If the rules in effect in 1970 when the pension guarantee was approved were still in effect we would have approximately a $10 billion surplus in the TRS fund.
...Before 1970 there were few substantive changes to the pension rights granted to retirees. Afterwards the teacher unions worked their legislative magic and got increased benefit after increased benefit passed starting immediately in 1971. It was like Custer at the Little Big Horn - except the taxpayers didn't know about the slaughter until 40 years later.
Here is a list of just some of the pension enhancements passed by a compliant legislature at the expense of every Illinois taxpayer:
1971 - Pension maximum raised to 75% from 60%. That didn't take long.
- Annual COLA raised to 2% from 1.5%
- No pension reduction if younger than 60 with 35 years service.
1972 - 85 sick days (1/2 year service) allowed for early retirement.
1973 - Survivor benefits paid at age 50 instead of 55.
1978 - Annual COLA raised to 3% from 2% (not compounded)
1979 - ERO (Early Retirement Option) allowed.
1980 - Retiree health insurance program established.
1982 - Employer pick-up of employee contributions allowed.
1983 - Unmarried children over 18 eligible for health insurance coverage.
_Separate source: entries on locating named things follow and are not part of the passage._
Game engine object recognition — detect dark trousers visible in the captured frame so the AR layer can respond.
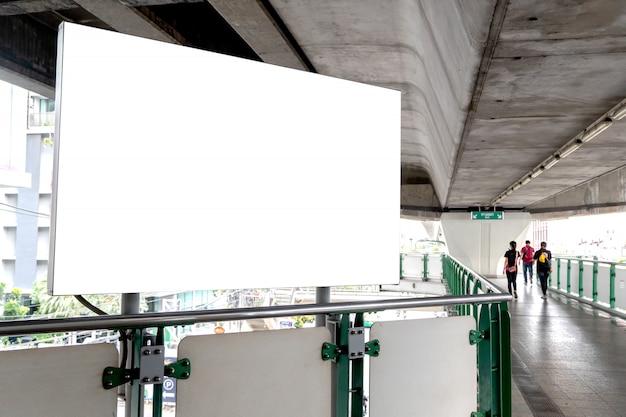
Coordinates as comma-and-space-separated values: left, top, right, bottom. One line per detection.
537, 271, 550, 295
522, 262, 533, 282
506, 270, 517, 294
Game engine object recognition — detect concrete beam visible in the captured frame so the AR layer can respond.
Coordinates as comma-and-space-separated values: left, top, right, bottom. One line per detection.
526, 167, 626, 220
209, 0, 307, 71
0, 15, 57, 98
74, 0, 181, 43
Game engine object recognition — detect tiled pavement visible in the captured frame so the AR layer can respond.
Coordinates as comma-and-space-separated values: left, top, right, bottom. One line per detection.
492, 276, 626, 417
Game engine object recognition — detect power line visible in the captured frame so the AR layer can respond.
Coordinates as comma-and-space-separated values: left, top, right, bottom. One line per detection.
0, 203, 50, 218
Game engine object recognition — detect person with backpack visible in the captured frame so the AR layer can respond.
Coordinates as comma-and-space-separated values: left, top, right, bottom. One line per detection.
533, 242, 552, 300
520, 240, 535, 285
504, 240, 520, 298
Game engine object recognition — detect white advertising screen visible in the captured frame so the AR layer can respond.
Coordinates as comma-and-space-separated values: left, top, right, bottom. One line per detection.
48, 23, 401, 295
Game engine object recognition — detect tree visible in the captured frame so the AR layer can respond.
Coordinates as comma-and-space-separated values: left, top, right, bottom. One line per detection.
3, 288, 28, 320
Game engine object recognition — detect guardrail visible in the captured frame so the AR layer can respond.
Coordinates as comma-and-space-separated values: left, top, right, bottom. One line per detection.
0, 256, 511, 417
400, 252, 446, 281
548, 256, 626, 318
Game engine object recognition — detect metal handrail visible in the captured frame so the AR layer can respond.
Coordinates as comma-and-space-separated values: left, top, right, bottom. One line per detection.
0, 290, 511, 336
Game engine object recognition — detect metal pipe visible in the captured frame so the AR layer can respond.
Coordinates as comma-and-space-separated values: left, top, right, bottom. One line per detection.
315, 287, 330, 327
0, 293, 511, 336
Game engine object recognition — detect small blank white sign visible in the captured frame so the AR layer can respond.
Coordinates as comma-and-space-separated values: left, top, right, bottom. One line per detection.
176, 327, 332, 417
0, 343, 119, 417
48, 22, 401, 295
369, 316, 478, 417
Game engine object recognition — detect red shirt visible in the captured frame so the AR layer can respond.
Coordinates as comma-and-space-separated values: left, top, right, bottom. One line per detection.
520, 245, 535, 263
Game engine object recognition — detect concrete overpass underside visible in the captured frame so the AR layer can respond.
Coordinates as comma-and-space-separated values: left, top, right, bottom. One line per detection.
0, 0, 626, 220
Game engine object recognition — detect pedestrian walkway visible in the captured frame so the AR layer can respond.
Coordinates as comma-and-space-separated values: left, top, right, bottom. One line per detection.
491, 274, 626, 417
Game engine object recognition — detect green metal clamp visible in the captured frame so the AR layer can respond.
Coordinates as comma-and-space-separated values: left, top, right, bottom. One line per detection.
102, 358, 191, 389
469, 330, 489, 345
322, 342, 341, 361
365, 339, 380, 358
322, 339, 380, 361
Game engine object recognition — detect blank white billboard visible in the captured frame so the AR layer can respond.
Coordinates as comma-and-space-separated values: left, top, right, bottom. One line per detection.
48, 22, 401, 295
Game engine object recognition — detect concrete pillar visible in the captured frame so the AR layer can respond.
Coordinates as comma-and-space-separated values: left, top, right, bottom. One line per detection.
441, 212, 531, 277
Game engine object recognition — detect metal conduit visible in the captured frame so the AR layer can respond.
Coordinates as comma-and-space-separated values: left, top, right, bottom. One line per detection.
0, 287, 511, 336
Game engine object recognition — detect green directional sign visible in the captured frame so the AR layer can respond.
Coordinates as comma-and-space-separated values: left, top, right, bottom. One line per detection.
472, 211, 504, 220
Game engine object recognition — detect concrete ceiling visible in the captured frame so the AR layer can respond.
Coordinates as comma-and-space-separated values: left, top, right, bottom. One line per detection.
0, 0, 626, 217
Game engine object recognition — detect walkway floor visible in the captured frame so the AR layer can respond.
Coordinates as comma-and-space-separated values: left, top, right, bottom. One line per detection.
491, 276, 626, 417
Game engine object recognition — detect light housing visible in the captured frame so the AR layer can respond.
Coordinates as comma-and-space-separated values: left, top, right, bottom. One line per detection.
611, 103, 626, 120
581, 117, 613, 143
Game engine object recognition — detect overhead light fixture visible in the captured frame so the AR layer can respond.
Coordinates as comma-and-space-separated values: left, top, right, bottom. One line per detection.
581, 117, 613, 143
530, 167, 543, 178
611, 103, 626, 120
557, 139, 583, 158
541, 156, 560, 169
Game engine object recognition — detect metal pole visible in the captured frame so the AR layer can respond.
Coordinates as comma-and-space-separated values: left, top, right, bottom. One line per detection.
121, 293, 143, 417
315, 287, 330, 327
0, 290, 512, 336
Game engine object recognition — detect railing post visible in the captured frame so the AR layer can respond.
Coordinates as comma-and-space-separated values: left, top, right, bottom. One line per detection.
492, 303, 512, 417
556, 258, 561, 290
487, 304, 502, 416
609, 264, 615, 308
350, 313, 364, 417
335, 314, 350, 417
567, 259, 572, 294
476, 304, 492, 415
578, 259, 585, 298
591, 261, 598, 303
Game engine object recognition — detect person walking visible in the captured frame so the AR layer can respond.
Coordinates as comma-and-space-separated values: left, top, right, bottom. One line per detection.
533, 242, 552, 300
520, 240, 535, 285
504, 240, 520, 298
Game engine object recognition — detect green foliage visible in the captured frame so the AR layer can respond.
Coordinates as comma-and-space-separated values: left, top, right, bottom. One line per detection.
31, 279, 141, 317
294, 316, 315, 329
2, 288, 28, 320
3, 300, 28, 320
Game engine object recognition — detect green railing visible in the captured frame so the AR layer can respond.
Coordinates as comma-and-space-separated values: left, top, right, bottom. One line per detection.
548, 256, 626, 318
443, 256, 511, 416
400, 252, 446, 281
0, 256, 511, 417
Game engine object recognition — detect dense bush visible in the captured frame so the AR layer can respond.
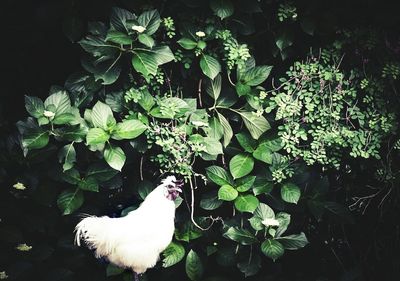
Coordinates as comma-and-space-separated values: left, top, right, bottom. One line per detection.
0, 0, 400, 280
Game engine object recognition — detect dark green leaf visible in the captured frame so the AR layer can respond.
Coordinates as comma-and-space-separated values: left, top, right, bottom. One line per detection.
223, 227, 258, 245
235, 176, 256, 192
110, 7, 136, 32
137, 10, 161, 35
276, 232, 308, 250
25, 96, 44, 118
106, 30, 133, 45
235, 133, 257, 153
281, 183, 301, 204
57, 189, 84, 215
111, 119, 147, 140
218, 112, 233, 147
235, 194, 260, 213
163, 242, 185, 267
206, 166, 233, 186
218, 185, 238, 201
200, 55, 221, 79
22, 128, 49, 150
210, 0, 234, 20
78, 177, 99, 192
58, 143, 76, 172
185, 250, 204, 281
86, 128, 110, 145
240, 65, 272, 86
261, 239, 285, 261
91, 101, 116, 130
240, 112, 271, 140
104, 144, 126, 171
229, 153, 254, 179
177, 37, 197, 50
138, 33, 155, 48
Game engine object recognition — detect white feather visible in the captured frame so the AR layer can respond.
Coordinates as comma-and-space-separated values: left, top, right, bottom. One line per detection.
75, 176, 175, 273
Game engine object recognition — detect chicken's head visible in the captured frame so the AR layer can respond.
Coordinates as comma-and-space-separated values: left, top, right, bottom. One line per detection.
162, 176, 183, 200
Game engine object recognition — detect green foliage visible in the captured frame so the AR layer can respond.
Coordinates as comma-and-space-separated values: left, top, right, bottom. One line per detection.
3, 0, 400, 280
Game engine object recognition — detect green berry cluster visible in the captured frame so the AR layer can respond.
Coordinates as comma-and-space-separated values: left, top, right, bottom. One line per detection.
266, 58, 395, 168
215, 30, 251, 70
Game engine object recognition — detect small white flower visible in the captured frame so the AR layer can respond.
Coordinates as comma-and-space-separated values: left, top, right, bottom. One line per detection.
261, 219, 279, 226
132, 25, 146, 33
15, 243, 32, 252
43, 110, 56, 118
196, 31, 206, 37
13, 182, 26, 190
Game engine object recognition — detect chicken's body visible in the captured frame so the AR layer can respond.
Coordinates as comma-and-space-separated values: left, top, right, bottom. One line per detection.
75, 177, 179, 273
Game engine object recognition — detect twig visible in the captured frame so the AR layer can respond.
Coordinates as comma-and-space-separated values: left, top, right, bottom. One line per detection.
197, 79, 203, 107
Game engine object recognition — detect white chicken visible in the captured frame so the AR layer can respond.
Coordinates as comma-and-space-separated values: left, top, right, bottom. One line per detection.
75, 176, 183, 280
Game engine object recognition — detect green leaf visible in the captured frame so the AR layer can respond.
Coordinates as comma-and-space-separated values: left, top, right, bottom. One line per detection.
254, 203, 275, 220
61, 168, 81, 185
207, 117, 224, 140
275, 30, 293, 51
111, 119, 147, 140
240, 65, 272, 86
261, 239, 285, 261
44, 91, 71, 116
177, 37, 197, 50
253, 176, 273, 196
218, 185, 238, 201
276, 232, 308, 250
106, 30, 133, 45
58, 143, 76, 172
106, 263, 125, 277
275, 212, 290, 237
210, 0, 234, 20
137, 10, 161, 35
91, 101, 116, 130
86, 128, 110, 145
132, 51, 158, 79
110, 7, 136, 32
253, 143, 273, 164
139, 89, 156, 112
204, 137, 224, 155
235, 176, 256, 192
138, 180, 154, 200
200, 55, 221, 79
206, 166, 233, 186
237, 254, 261, 277
138, 33, 155, 48
235, 194, 260, 213
57, 189, 84, 215
229, 153, 254, 179
223, 227, 258, 245
86, 162, 118, 182
206, 74, 222, 100
240, 112, 271, 140
163, 242, 185, 267
52, 112, 76, 125
185, 250, 204, 281
78, 177, 99, 192
218, 112, 233, 147
148, 46, 175, 65
104, 144, 126, 171
25, 96, 44, 118
235, 81, 251, 97
22, 128, 49, 149
235, 133, 257, 153
200, 190, 223, 211
281, 183, 301, 204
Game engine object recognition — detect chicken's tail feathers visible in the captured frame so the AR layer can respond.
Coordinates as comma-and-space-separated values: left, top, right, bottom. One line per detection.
75, 213, 114, 256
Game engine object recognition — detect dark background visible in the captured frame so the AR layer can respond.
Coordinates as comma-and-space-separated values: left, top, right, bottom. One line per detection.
0, 0, 400, 280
1984 - Sick leave credit upped to 170 days from 85 days.
1990 - 3% COLA compounded.
1990 - Survivors get COLA.
1990 - Disability and pensions added for part-time and substitute teachers.
1991 - Retiree health care premiums 75% subsidy.
1998 - Waive Early Retirement cost - 34 work-years becomes 35 years for pension.
Each legislative step led the Illinois taxpayer closer and closer to ruin.
Public sector unions have been waging war against the very hand that feeds them for decades.
Whether these unions are disbanded legislatively or crushed through other means, disband they must.